The medical device supply chain adds a further dimension. The NHS's dependence on global supply chains for consumables, implants, diagnostics, and imaging equipment was exposed during the pandemic and has not been fundamentally addressed since. Where Schroepfer talks about rare earth materials and the fragility of manufacturing dependencies, NHS procurement teams would recognise the concern immediately. The difference is that venture capital firms can move to back domestic alternatives. NHS procurement, governed by frameworks that prioritise price and compliance over resilience, largely cannot.

None of this means the NHS should stop investing in digital tools. The case for electronic patient records, better data infrastructure, and AI-assisted clinical decision support remains strong, and the productivity argument for accelerating that investment is well-founded. But the Schroepfer thesis is a useful corrective to the tendency in health policy to treat digital as a self-contained transformation layer, independent of the physical environment in which it operates.
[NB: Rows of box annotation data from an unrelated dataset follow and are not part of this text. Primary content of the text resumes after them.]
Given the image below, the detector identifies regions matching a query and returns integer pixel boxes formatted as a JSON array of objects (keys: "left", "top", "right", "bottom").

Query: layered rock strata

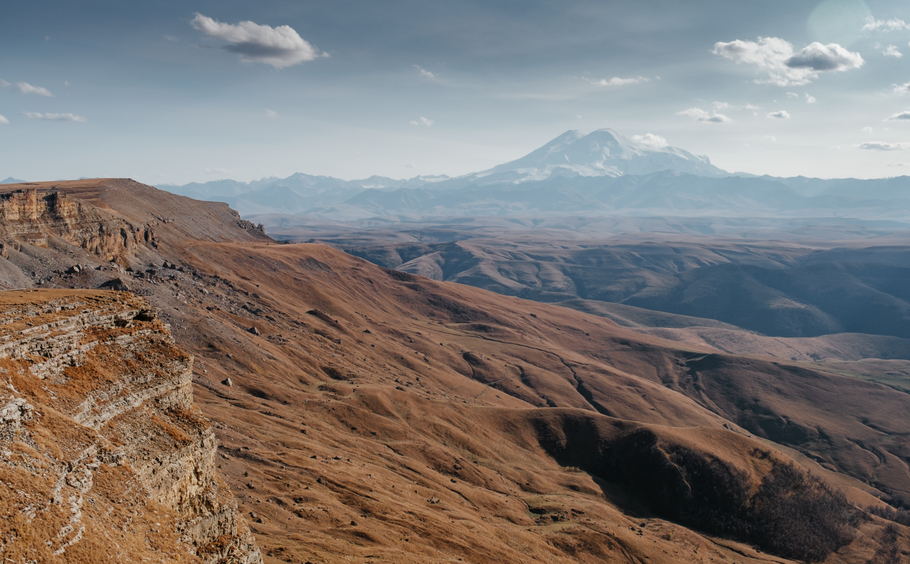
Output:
[
  {"left": 0, "top": 189, "right": 155, "bottom": 260},
  {"left": 0, "top": 290, "right": 262, "bottom": 564}
]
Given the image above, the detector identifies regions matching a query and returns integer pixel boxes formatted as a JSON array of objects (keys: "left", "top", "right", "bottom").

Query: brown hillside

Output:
[{"left": 0, "top": 180, "right": 910, "bottom": 562}]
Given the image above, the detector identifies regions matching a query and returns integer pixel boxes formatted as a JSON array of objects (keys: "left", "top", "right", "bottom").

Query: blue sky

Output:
[{"left": 0, "top": 0, "right": 910, "bottom": 184}]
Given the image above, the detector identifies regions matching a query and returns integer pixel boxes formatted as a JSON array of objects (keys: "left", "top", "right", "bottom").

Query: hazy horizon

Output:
[{"left": 0, "top": 0, "right": 910, "bottom": 184}]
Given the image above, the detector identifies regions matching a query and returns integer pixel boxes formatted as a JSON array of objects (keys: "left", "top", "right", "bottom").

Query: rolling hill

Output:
[{"left": 0, "top": 179, "right": 910, "bottom": 563}]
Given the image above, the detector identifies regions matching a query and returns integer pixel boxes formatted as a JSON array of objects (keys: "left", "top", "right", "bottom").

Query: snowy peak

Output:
[{"left": 465, "top": 128, "right": 727, "bottom": 184}]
A trust deploying an AI diagnostic tool in a building with inadequate electrical capacity, unreliable connectivity, and an ageing server room is not at the frontier of healthcare innovation. It is managing a patchwork. The software is only as good as the physical environment that runs it.

The political dimension matters too. The current government has committed to NHS reform and productivity improvement, and technology is central to that argument. But the capital investment required to address the estate backlog, upgrade energy infrastructure, and build resilient supply chains is of a different order to the recurring budget settlements that dominate spending review conversations. It requires long-horizon thinking that British governments, across parties, have consistently found difficult to sustain.

What the emerging consensus in hard-tech investment recognises, that physical infrastructure is not the boring part, but the critical part, is a lesson the NHS has been learning painfully for decades without ever quite applying it. The digital future of the health service will not be built on code alone.